楽譜を分析するアナリーゼのことやそれを実際の演奏にどう活かすか、なんてことをいくつかお伝えしてきました。

ここからは実際の作品ではどんな手順で分析をするかということもご紹介していきます。

分析なんて言われると難しいような気がしちゃいますが、作曲家からのお手紙を読むようなものなので是非気軽にチャレンジしてみてくださいね!

今回は「きらきら星」を題材にやって見ましょう!

きらきら星って元はフランスのシャンソンで「あのね、お母さん」というタイトル
でしたがイギリスでthe Starというタイトルの替え歌にされてから童謡として有名になったそうです。

というのはウィキペディアでついさっき見ました(笑)

モーツァルトもこのテーマを使って変奏曲を書いていますね。

アレンジはそれこそ星の数ほど出ていますが、有名なところでモーツァルトの12の変奏曲からテーマ部分を取り上げます。

(IMSLPより)

楽譜をざっと見ると

・C-durだということ

・2/4拍子になってること

・8小節が3グループのABA形式になってるってこと

・一番盛り上がるのはBグループの7.8小節目あたりだということ

こんなことがわかります。

では。

各小節内の和音はどんなのが使われているでしょうか。

たった2声部しかないから和音なんてわからない!ということもないんですね。

どうやって見ればいいかご紹介していきます。

わかりやすいのは2小節目、ここでは上下の五線の両方を合わせてドとミとソが登場しています。
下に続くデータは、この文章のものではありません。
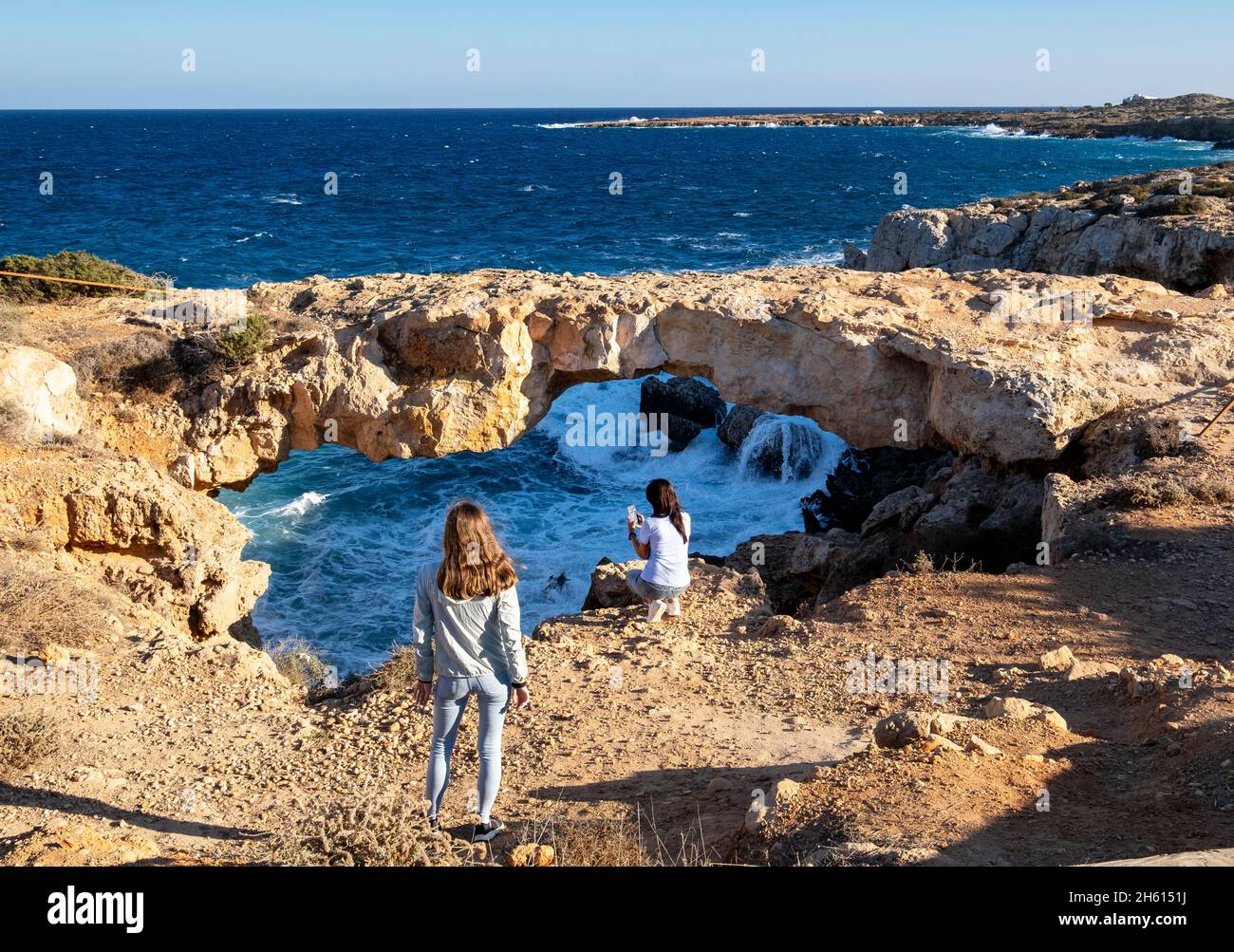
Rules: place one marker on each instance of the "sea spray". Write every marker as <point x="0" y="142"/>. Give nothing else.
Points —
<point x="345" y="535"/>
なので単純に考えてこの小節はドミソの和音が使われています。

そしてこの曲はC-durなので、この小節は1度の落ち着き和音なんだなということがわかります。

同じように3小節目はドファラなので4度の色付け和音ですね。

4小節目は2小節目と全く同じなので1度の落ち着き和音です。

1小節目はドの音しかないのでしようと思えば色んな解釈ができるのですが、一旦ドミソの1度ということにしておきます。

5小節目以降は何通りか考えられるところもあります。

そういうところはどんな風に考えたらいいか、次回また見ていきましょう!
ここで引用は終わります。